Eine Auswahl interessanter Funde aus verschiedenen Zeitphasen werden vorgestellt, so unter anderem ein Fragment eines hölzernen Daubenbechers und eine steinerne Gussform für einen runden Anhänger (Pilgerzeichen), beide aus dem Mittelalter.
Vor der Nationalbank kamen wie erwartet Reste der mittelalterlichen Stadtmauer zum Vorschein. Unmittelbar vor der Stadtmauer kamen überraschenderweise überaus fundreiche Abfallschichten zum Vorschein. Wegen einer darüberliegenden, um 1540 eingebrachten Aufschüttung kann das Fundmaterial in die Zeit davor – wohl mehrheitlich ins Spätmittelalter – datiert werden.
Da wo heute das Stadthaus steht, lagen bis um 1900 die Klostergebäude der ehemaligen Fraumünsterabtei. Deren Vorsteherin, die Äbtissin, war bis zur Reformation auch Stadtherrin von Zürich. Heute sind nur noch die Kirche und der Kreuzgang der einst mächtigen Abtei zu sehen. Überblick zum Fraumünsterkloster: Geschichte, Gründungslegende, Anlage und zugehöriger Bestattungsplatz.
Wie erwartet stiessen die Ausgräberinnen und Ausgräber bei den baubegleitenden archäologischen Ausgrabeungen im Fraumünsterquartier auf die Spuren des im 19. Jahrhundert abgebrochenen Kratzquartiers. Immer wieder kam Überraschendes dabei zu Tage, so die Klostermauer, wenige Zentimeter unter dem aktuellen Strassenbelag vor dem Stadthaus.
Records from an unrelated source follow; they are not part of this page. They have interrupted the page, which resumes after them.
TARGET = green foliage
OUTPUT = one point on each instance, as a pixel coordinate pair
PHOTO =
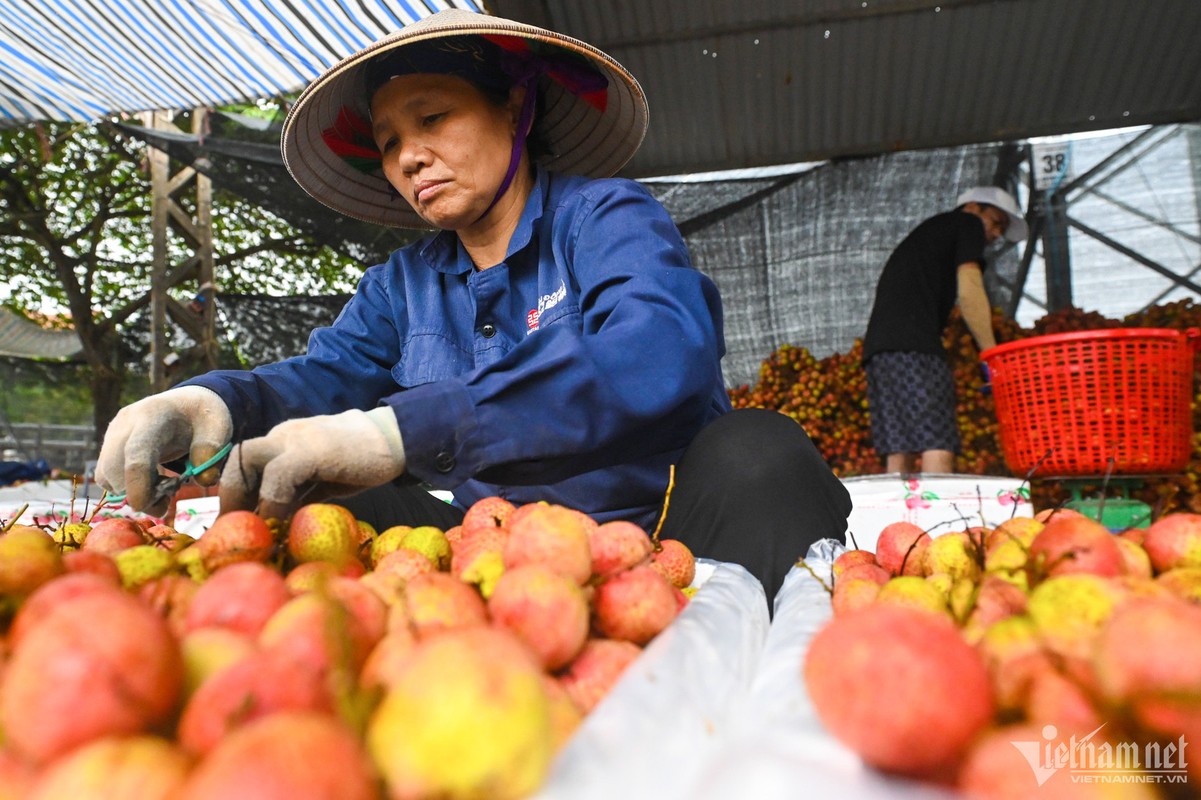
(76, 242)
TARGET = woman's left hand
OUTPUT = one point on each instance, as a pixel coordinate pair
(312, 459)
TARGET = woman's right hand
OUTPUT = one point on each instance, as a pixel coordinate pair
(186, 421)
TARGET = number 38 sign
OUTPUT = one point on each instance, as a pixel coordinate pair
(1051, 163)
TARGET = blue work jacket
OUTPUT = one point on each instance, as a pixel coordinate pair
(575, 371)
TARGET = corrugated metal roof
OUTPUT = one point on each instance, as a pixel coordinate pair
(751, 83)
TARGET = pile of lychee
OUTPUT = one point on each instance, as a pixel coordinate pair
(317, 657)
(1046, 656)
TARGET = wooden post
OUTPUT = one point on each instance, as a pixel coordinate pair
(196, 232)
(161, 204)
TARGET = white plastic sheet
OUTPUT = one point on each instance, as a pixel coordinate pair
(716, 708)
(669, 714)
(778, 747)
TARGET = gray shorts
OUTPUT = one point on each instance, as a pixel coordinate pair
(912, 403)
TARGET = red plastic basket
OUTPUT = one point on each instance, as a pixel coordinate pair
(1095, 401)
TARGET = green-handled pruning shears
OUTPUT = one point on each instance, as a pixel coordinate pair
(168, 487)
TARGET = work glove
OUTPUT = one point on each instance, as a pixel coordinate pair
(186, 421)
(309, 460)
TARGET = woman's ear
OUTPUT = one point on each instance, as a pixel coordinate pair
(517, 97)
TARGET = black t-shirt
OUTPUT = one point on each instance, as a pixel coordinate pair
(919, 285)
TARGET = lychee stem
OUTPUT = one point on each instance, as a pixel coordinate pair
(667, 502)
(816, 575)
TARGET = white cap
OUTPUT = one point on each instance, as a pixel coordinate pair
(998, 197)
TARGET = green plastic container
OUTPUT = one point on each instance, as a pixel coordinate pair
(1117, 513)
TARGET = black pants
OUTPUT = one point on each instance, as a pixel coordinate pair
(751, 489)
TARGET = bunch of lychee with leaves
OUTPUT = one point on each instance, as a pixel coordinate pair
(317, 657)
(1011, 661)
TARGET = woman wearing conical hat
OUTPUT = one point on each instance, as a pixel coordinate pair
(548, 340)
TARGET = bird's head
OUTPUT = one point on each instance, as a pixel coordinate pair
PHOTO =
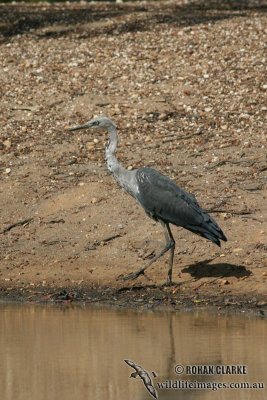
(99, 123)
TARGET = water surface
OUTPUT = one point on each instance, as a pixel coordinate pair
(75, 352)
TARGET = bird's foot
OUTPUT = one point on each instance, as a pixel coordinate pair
(134, 275)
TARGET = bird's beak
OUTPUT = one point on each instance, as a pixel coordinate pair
(75, 128)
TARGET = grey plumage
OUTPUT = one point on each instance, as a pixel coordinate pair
(162, 199)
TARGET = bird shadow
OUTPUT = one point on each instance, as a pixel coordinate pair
(203, 269)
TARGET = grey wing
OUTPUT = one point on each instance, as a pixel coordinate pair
(163, 200)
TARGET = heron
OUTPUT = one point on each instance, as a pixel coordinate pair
(161, 198)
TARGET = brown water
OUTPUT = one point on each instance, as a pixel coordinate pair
(76, 353)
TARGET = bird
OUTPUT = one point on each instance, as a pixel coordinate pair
(144, 375)
(161, 198)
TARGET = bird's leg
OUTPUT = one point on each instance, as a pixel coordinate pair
(170, 244)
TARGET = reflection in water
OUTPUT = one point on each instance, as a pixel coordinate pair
(71, 352)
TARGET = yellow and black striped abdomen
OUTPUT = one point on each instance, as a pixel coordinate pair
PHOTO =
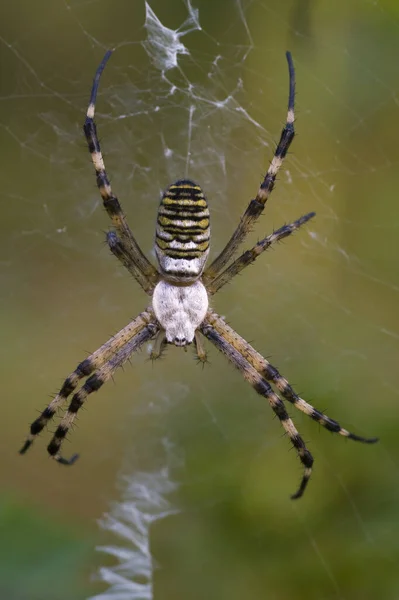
(183, 231)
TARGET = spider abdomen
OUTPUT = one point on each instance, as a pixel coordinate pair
(183, 232)
(180, 310)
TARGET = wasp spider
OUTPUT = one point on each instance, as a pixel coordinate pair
(179, 289)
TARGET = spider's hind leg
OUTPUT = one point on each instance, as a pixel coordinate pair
(200, 350)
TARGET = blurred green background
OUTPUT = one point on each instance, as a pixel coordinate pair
(323, 305)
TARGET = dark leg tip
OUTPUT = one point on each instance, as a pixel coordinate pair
(67, 461)
(358, 438)
(297, 495)
(26, 446)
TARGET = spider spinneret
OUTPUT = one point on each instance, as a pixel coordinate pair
(179, 309)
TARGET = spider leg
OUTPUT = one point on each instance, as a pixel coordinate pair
(256, 206)
(119, 249)
(84, 369)
(200, 350)
(159, 345)
(270, 373)
(262, 387)
(110, 201)
(250, 256)
(92, 384)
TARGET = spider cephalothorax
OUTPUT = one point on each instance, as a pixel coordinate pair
(179, 309)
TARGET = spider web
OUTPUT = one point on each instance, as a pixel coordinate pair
(202, 93)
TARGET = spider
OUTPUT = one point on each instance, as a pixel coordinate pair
(180, 288)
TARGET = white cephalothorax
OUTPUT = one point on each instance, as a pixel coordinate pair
(180, 310)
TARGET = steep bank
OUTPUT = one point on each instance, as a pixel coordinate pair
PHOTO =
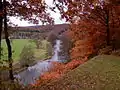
(100, 73)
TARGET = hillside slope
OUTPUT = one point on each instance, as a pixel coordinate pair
(100, 73)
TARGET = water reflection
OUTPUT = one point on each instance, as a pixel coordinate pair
(32, 73)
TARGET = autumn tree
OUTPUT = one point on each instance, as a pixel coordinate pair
(96, 14)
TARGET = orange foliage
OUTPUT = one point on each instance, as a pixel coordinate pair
(58, 70)
(86, 37)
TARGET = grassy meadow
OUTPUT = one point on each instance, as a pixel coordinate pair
(18, 45)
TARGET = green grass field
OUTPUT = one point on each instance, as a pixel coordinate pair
(18, 45)
(99, 73)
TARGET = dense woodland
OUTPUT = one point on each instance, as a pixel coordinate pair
(94, 28)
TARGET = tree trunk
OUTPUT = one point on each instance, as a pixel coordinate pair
(107, 27)
(1, 23)
(8, 43)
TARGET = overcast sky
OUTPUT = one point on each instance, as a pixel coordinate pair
(56, 16)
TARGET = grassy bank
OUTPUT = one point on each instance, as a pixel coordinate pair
(18, 45)
(99, 73)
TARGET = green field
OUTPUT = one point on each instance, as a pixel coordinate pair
(18, 45)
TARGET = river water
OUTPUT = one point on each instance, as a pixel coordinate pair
(32, 73)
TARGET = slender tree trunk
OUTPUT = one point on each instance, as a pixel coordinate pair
(8, 42)
(107, 27)
(1, 23)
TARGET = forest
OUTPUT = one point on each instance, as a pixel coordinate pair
(82, 54)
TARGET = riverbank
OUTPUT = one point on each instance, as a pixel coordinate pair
(17, 67)
(101, 72)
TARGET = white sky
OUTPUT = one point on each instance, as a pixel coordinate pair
(56, 17)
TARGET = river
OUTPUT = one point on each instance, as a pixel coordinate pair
(32, 73)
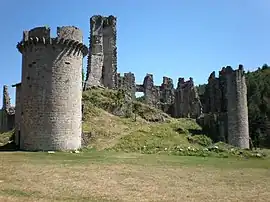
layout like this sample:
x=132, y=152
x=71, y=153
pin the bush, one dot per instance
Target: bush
x=201, y=140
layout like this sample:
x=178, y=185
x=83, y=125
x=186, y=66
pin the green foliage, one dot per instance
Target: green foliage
x=258, y=88
x=114, y=101
x=202, y=140
x=83, y=75
x=140, y=99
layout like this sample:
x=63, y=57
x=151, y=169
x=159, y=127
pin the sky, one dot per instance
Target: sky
x=173, y=38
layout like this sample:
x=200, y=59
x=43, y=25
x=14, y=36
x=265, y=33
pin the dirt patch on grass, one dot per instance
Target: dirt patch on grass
x=23, y=179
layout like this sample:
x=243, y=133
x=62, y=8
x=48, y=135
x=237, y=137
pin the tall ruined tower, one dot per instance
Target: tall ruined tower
x=237, y=108
x=51, y=90
x=225, y=115
x=6, y=98
x=102, y=58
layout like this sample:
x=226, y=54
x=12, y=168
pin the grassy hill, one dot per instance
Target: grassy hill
x=151, y=132
x=113, y=122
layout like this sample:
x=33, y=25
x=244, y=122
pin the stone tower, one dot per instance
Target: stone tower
x=6, y=98
x=237, y=109
x=102, y=58
x=51, y=89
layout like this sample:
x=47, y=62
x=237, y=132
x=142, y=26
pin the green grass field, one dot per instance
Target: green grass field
x=128, y=160
x=118, y=176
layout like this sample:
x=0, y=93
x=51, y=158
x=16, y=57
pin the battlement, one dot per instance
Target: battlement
x=183, y=84
x=67, y=35
x=107, y=21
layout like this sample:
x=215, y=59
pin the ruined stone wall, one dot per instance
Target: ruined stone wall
x=167, y=95
x=187, y=102
x=238, y=130
x=225, y=110
x=51, y=89
x=7, y=113
x=102, y=59
x=127, y=83
x=95, y=56
x=17, y=114
x=109, y=51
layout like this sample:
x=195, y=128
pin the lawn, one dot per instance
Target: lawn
x=118, y=176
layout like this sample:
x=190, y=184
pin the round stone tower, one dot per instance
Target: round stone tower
x=237, y=108
x=51, y=89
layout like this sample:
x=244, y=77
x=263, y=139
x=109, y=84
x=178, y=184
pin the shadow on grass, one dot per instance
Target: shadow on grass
x=195, y=132
x=8, y=147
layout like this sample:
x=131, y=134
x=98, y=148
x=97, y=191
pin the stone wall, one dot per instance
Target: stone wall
x=18, y=114
x=225, y=108
x=51, y=90
x=238, y=128
x=187, y=102
x=7, y=113
x=102, y=58
x=127, y=83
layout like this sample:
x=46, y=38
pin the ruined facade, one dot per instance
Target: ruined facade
x=7, y=113
x=102, y=71
x=48, y=99
x=48, y=115
x=187, y=102
x=102, y=58
x=225, y=107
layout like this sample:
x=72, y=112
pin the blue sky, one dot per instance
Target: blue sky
x=174, y=38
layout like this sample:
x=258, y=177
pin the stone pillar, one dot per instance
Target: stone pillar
x=238, y=129
x=51, y=90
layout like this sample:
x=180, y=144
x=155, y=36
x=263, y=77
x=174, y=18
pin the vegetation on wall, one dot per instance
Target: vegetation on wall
x=258, y=95
x=258, y=88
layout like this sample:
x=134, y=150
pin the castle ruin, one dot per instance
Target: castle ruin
x=102, y=58
x=48, y=99
x=225, y=114
x=7, y=113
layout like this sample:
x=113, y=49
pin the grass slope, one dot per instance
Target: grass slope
x=117, y=176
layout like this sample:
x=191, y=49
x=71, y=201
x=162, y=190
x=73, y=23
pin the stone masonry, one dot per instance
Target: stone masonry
x=48, y=100
x=225, y=107
x=50, y=93
x=187, y=102
x=102, y=58
x=7, y=113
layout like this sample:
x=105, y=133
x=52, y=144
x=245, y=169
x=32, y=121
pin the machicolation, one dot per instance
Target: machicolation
x=49, y=98
x=51, y=89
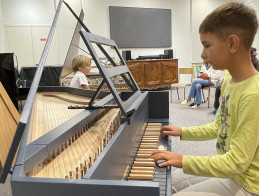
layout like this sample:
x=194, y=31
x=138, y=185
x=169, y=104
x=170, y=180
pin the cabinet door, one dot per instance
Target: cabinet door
x=137, y=71
x=169, y=72
x=152, y=73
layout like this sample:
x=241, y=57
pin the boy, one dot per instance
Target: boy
x=227, y=35
x=80, y=65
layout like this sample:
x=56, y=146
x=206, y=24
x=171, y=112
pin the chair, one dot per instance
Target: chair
x=181, y=85
x=196, y=71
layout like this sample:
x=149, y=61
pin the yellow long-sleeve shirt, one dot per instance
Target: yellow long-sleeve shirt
x=236, y=128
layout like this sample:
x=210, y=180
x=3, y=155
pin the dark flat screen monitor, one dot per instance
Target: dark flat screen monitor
x=133, y=27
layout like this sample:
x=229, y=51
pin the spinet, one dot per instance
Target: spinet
x=107, y=173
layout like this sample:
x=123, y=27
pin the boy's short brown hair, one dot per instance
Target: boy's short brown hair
x=232, y=18
x=80, y=61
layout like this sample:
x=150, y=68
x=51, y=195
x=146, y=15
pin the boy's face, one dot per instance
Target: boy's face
x=214, y=51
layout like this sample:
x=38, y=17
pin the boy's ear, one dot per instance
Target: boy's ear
x=233, y=43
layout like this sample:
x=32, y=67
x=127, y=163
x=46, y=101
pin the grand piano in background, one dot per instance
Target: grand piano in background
x=83, y=142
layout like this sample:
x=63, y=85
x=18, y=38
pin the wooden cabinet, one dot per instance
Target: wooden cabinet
x=154, y=74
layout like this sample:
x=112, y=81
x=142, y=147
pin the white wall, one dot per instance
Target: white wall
x=28, y=29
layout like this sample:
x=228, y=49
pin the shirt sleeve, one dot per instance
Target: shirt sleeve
x=83, y=80
x=201, y=133
x=242, y=149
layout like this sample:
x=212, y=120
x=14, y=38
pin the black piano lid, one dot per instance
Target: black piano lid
x=127, y=108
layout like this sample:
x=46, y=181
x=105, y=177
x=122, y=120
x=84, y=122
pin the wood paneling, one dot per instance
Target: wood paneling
x=154, y=74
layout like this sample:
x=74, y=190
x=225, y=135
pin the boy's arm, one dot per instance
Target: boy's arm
x=243, y=145
x=201, y=133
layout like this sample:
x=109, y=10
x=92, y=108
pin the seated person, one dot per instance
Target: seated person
x=207, y=77
x=81, y=66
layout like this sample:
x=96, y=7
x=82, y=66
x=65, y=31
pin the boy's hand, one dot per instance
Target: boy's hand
x=171, y=159
x=171, y=130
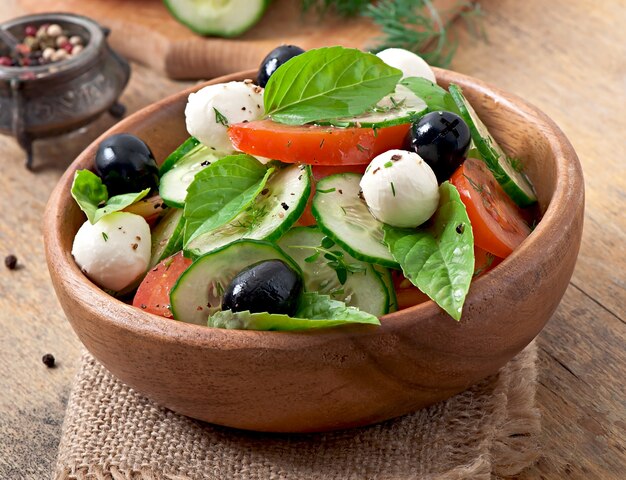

Oder Herausragendes, wie ein mittelalterlicher Gussformtrocknungsofen an der Fraumünsterstrasse, den man möglicherweise für die Herstellung einer Glocke verwendet hatte.
Bei den Ausgrabungen im Fraumünsterquartier 2013–2014 wurde im Bereich der Börsenstrasse ein (Pilger)Abzeichen aus dem Spätmittelalter gefunden. Es zeigt Kaiser Karl den Grossen bei der Hirschjagd und der anschliessenden Auffindung der Gräber von Felix und Regula.

Das nur 4 cm grosse Abzeichen aus Metall zeigt einen Reiter auf seinem Pferd. Das reich geschmückte Pferd sinkt mit nach vorne geneigtem Körper in die Knie, wie das umgebogene linke Vorderbein zeigt. Die untere Hälfte des rechten Beins ist leider abgebrochen. Der Reiter – aufgrund der Krone ein Kaiser oder König – trägt ein modisches, eng geschnittenes Wams, gewellte, halblange Haare umgeben ein bartloses Gesicht. Das Abzeichen konnte mit zwei gegenständigen Nadeln auf der Rückseite an einem festen Stoff wie Filz oder Wolle befestigt werden.
Der Legende nach jagte Karl der Grosse von Köln her kommend tagelang einer weissen Hirschkuh nach. Diese kniete beim heutigen Grossmünster nieder und sogleich taten es ihm die Hunde und Pferde der Jagdgesellschaft nach. Nachdem ihm berichtet wurde, dass hier etliche Heilige begraben lägen, liess Karl nach den Gräbern suchen und die Gebeine von Felix und Regula sowie Exuperantius erheben.
Die Szene auf dem Abzeichen ist mit der Darstellung auf dem Stifter-Kapitell im Grossmünster vergleichbar, das in die Mitte des 12. Jahrhundert datiert. Dieses Kapitell legitimierte das Grossmünster als Gründung Karls des Grossen und ist dessen früheste Darstellung in Zürich.
Nach seiner Heiligsprechung im Jahr 1165 waren seit dem 13. Jahrhundert auch Reliquien Karls verfügbar, ab 1233 besass das Grossmünster einen Daumen Karls. In der Hälfte des 13. Jahrhunderts wurde Karl auch in den übrigen Zürcher Kirchen als Heiliger verehrt, und Karls Bild erschien auf Zürcher Münzen. Im Spätmittelalter erhielt Karl eine auf Zürich zugeschnittene Biografie, und in den 1480er Jahren entstand die überlebensgrosse Sitzstatue am Südturm (heute Kopie von 1935).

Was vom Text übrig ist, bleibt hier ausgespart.